BPD and the Ability to Function Well at Work


Before I became ill, I had started working as a secretary to an executive vice president at a mid-sized advertising agency in Manhattan. After 18 months he promoted me to an assistant to a woman they hired to run the Consumer Promotion Department (pre-Internet that was coupons in Sunday newspaper inserts). From that job I worked my way up to Consumer Promotion Development Manager at Lever Brothers, part of Unilever, one of the largest packaged goods companies in the world.

When I became ill with anorexia for the second time and was hospitalized for an extended period, they let me go. (This was before the Americans with Disabilities Act.) I was bereft. I’d worked so hard to get to where I’d been. In 1990, I attempted suicide for the second time and was diagnosed with BPD.

My old consumer promotion manager from the advertising agency called me at some point and offered me a job at Kraft, another huge, packaged goods company. Taking this job was a mistake. I was still in the throes of my BPD diagnosis, as well as the anorexia and depression. Consumer promotion was transitioning to using computers and I couldn’t keep up. I lasted a year, only because my manager urged me to hang in there, but I ended up quitting, feeling inadequate and ashamed.

I earned my master’s degree in social work in 2000 and immediately landed a job at an outpatient clinic in Westchester. One didn’t have to be super organized to be a clinician. I followed the schedule that was laid out for me to see patients and when I had the time, I wrote session notes.

It was at the job following my first at an outpatient clinic in Queens, NY, that I again needed to rely heavily on my organizational skills and attention to detail. Only it had been quite a while since my brain had needed to think in that way. After about two years there, the Executive Director tapped me to perform some administrative tasks, some more challenging than others. I had to work hard at completing tasks on time, getting reports ready to present to the Executive Director in meetings, reviewing my co-workers’ charts, and other responsibilities. At times I felt overwhelmed. My caseload of patients continued to shrink, and my load of admin tasks grew exponentially. I knew this meant that she (the Executive Director) liked my work, but this also activated my perfectionistic tendencies and my anxiety that my work would not be perfect: What if I ended up getting fired?

A 2019 study on borderline personality disorder and employment states “much of the research examining employment in individuals with high levels of BPD pathology focuses on the extent to which occupational or vocational functioning is impaired in these individuals. Follow-up studies of BPD patients in general show poor employment outcomes.”

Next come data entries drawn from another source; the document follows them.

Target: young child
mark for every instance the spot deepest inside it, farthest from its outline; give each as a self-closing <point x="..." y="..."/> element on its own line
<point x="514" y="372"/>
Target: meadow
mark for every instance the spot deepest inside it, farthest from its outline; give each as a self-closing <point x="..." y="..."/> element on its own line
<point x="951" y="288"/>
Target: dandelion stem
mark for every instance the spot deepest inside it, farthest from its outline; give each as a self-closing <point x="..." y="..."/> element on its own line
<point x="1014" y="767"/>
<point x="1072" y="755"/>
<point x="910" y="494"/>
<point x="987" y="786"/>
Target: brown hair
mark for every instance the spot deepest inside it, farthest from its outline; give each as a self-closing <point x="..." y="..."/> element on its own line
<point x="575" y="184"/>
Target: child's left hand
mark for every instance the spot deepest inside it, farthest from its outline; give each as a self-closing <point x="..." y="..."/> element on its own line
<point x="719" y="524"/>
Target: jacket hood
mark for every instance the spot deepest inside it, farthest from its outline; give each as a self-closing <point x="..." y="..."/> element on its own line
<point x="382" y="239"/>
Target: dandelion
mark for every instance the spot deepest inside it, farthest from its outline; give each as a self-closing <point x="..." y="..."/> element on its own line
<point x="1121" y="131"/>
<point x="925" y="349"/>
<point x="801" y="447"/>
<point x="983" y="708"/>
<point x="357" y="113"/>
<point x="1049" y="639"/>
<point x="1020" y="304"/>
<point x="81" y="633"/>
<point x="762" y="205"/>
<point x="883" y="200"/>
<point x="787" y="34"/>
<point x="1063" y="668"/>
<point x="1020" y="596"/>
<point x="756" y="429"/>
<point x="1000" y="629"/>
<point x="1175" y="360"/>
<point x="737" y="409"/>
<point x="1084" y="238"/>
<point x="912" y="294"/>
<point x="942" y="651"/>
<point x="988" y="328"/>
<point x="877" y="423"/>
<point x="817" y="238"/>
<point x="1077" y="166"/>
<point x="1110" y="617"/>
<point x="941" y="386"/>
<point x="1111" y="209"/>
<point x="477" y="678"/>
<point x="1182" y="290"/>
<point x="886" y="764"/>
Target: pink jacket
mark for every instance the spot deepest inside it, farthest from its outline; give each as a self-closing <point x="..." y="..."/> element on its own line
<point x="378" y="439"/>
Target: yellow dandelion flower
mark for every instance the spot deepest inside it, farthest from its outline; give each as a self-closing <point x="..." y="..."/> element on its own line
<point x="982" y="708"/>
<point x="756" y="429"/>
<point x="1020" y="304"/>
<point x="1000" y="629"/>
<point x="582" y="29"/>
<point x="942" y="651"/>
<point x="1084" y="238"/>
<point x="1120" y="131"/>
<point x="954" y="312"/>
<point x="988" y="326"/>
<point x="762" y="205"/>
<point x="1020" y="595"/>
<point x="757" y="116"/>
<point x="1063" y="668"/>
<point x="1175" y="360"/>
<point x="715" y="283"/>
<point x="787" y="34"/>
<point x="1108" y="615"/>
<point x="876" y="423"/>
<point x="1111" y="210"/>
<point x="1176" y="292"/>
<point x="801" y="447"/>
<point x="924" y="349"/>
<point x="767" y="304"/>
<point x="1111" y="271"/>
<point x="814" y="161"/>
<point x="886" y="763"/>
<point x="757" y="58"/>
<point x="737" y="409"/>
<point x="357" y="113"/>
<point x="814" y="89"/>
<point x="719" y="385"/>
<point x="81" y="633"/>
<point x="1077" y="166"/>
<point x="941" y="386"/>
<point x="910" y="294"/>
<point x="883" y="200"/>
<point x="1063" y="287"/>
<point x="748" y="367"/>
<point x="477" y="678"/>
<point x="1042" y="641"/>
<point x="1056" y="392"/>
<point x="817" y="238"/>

When I reflect on the jobs I’ve had and at which I’ve succeeded, organization and attention to detail has always been my foundation. I’m fortunate that these skills come naturally to me, however, they can be somewhat more elusive when I’m stressed or depressed.

A new study focuses on the strategies people with borderline personality disorder use to maintain their well-being and performance at work and notes that “to maintain well-being and performance at work, participants reported using strategies that involved balancing work and daily life through stable routines and health-supporting lifestyle habits. Key strategies enabling work functioning focused on self-regulation, cultivating positive workplace relationships, as well as task and time management.”

I wish I could say I use all the strategies listed above. Is my work life and daily life always balanced? No, I often write notes from 3 AM to 5 AM because I don’t have time to write them during the day and I’m too exhausted to write them in the evening. I know from experience that when I try to write notes after a certain hour, they literally don’t make sense. Have I cultivated positive workplace relationships? I work in our midtown office two days a week There are a couple of people I say hello to and chat with but I wouldn’t call them workplace relationships. We all have different lunch hours in our schedules and I know I take my lunch hour to write as many notes as I can so I won’t need to do them at 4 AM. Task and time management? It’s difficult to manage your time well when you only have five minutes between sessions, barely enough time to use the rest room.

The strategies described above are ideal but perhaps not so realistic. I understand that for people diagnosed with BPD the strategies are not optional; they are a necessity. At my job as a clinical supervisor last year where I was responsible for three jobs (one of the reasons I left), these approaches were absolutely necessary.

Today, I manage. Perhaps in not the most ideal way or the healthiest way. I wish could take the strategy from the playbook of the participants in this study, but it’s difficult for me to think of varying from the routine that has worked for me at this new job for the last almost fourteen months. The question is: Is my current lifestyle sustainable?